Ragnar Kjartansson engages multiple artistic mediums, creating video installations, performances, drawings, and paintings that draw upon myriad historical and cultural references.  An underlying pathos and irony connect his works, with each deeply influenced by the comedy and tragedy of classical theater. The artist blurs the distinctions between mediums, approaching his painting practice as performance, likening his films to paintings, and his performances to sculpture. Throughout, Kjartansson conveys an interest in beauty and its banality, and he uses durational, repetitive performance as a form of exploration.

Kjartansson (b. 1976) lives and works in Reykjavík.

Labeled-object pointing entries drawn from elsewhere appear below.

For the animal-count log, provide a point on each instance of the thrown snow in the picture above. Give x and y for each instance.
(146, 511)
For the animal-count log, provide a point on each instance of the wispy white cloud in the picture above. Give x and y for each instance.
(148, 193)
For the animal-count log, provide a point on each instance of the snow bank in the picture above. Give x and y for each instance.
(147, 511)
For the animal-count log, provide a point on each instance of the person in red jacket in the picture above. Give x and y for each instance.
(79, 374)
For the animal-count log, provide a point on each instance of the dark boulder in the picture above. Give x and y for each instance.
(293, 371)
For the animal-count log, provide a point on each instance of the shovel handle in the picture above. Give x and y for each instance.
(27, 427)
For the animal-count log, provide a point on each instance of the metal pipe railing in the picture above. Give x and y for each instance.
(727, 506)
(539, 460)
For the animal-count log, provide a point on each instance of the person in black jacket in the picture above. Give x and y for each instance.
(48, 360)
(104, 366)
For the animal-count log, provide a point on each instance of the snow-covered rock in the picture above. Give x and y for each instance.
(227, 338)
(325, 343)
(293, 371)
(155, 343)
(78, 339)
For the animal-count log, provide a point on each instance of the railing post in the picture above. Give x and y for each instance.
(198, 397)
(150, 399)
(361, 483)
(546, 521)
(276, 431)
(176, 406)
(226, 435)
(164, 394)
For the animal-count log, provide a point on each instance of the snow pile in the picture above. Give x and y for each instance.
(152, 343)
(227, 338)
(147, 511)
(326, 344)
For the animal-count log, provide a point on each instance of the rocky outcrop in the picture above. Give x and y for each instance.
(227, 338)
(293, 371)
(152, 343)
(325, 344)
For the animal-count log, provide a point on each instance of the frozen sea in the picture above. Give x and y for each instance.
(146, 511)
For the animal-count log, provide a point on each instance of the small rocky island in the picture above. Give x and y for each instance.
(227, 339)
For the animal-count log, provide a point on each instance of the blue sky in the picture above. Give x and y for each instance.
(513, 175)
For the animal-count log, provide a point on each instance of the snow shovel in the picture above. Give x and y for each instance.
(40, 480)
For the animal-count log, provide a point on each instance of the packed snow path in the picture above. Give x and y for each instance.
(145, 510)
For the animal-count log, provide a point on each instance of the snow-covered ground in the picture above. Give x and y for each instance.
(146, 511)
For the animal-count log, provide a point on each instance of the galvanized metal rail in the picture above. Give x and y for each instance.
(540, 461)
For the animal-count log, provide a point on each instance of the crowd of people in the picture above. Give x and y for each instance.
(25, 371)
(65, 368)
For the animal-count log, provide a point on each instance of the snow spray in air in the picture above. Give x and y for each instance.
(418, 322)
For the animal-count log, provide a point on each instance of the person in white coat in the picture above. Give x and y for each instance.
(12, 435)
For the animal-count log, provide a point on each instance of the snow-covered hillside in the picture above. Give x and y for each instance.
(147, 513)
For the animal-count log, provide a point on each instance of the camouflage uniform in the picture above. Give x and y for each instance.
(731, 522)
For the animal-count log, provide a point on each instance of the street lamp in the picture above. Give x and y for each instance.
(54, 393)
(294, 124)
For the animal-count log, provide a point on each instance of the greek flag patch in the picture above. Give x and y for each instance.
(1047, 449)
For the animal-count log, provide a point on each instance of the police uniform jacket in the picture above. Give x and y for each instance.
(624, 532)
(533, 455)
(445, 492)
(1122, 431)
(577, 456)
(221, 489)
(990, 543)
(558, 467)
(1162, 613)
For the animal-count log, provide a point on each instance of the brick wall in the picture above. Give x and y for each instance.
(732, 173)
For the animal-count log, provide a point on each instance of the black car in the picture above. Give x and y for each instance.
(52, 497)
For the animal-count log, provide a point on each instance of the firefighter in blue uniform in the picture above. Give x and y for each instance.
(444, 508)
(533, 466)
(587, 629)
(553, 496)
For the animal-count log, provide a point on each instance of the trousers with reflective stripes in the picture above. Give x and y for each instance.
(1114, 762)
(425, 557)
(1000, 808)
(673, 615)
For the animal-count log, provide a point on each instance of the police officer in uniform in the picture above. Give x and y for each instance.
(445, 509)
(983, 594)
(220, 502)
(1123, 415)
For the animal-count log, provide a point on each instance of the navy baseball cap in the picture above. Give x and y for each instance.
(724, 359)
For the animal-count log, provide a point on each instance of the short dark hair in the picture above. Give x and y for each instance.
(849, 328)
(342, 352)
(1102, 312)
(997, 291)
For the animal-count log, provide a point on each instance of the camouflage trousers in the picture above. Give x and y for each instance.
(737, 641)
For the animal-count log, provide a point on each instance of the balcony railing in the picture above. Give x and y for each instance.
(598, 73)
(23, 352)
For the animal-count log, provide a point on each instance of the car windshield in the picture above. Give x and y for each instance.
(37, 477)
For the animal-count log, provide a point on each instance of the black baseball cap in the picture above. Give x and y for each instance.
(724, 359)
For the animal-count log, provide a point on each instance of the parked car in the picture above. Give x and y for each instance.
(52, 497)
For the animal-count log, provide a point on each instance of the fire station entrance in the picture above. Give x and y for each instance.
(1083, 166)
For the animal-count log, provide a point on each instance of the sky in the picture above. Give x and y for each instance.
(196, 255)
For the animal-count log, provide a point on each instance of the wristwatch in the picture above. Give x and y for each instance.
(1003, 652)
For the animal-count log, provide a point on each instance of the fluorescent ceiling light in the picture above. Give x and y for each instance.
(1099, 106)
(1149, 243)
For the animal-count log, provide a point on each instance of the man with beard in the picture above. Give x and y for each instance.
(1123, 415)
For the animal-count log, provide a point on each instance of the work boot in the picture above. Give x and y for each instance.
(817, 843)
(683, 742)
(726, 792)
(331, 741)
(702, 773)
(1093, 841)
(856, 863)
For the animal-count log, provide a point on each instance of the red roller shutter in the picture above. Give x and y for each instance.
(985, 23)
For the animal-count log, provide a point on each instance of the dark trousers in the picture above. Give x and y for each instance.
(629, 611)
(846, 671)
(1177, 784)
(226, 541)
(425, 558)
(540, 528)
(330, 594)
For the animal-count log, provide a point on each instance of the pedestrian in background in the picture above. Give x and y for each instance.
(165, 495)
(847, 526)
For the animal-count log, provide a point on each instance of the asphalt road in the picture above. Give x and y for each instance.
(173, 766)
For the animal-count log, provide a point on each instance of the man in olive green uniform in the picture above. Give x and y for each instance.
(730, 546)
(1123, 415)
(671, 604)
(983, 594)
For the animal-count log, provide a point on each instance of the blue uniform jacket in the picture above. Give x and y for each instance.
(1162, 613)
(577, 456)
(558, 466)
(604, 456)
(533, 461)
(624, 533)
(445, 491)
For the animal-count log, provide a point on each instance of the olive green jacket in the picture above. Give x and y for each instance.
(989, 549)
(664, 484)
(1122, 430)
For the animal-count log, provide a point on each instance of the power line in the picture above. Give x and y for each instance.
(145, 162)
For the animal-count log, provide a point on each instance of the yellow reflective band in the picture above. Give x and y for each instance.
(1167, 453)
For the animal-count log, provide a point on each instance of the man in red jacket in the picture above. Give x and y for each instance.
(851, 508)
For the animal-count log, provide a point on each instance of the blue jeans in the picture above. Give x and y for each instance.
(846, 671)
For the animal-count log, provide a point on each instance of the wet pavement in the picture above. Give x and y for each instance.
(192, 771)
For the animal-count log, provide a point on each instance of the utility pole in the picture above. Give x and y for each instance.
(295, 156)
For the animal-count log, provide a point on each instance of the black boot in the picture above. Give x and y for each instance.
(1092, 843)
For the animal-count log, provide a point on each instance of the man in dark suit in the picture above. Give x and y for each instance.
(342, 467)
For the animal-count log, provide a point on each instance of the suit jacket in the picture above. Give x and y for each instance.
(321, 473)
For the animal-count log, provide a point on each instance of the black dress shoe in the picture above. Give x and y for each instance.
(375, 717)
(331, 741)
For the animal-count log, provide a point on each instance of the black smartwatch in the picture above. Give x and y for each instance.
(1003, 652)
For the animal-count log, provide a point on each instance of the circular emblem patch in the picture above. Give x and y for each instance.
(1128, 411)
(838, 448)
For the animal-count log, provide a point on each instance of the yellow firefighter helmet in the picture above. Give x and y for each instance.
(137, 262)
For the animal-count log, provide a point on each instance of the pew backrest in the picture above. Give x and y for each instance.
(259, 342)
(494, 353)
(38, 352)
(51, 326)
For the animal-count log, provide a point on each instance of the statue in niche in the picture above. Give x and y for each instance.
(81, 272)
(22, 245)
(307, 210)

Major solo shows include exhibitions at the Kunstmuseum Stuttgart; The Metropolitan Museum of Art, New York; the Reykjavík Art Museum; the Barbican Centre, London; the Hirshhorn Museum and Sculpture Park, Washington D.C.; the Musée d’art contemporain de Montréal; the Palais de Tokyo, Paris; the New Museum of Contemporary Art, New York; the Migros Museum für Gegenwartskunst, Zurich; the Fondazione Sandretto Re Rebaudengo, Turin; the Institute of Contemporary Art, Boston; the Carnegie Museum of Art, Pittsburgh; De Pont Museum, Tilburg; and the Louisiana Museum for Modern Art, Humlebæk, among others. Kjartansson participated in The Encyclopedic Palace at the Venice Biennale in 2013, Manifesta 10 in St. Petersburg, Russia in 2014, and he represented Iceland at the 2009 Venice Biennale. The artist received the 2019 Ars Fennica Award, and was the recipient of the 2015 Artes Mundi’s Derek Williams Trust Purchase Award, and Performa’s 2011 Malcolm McLaren Award.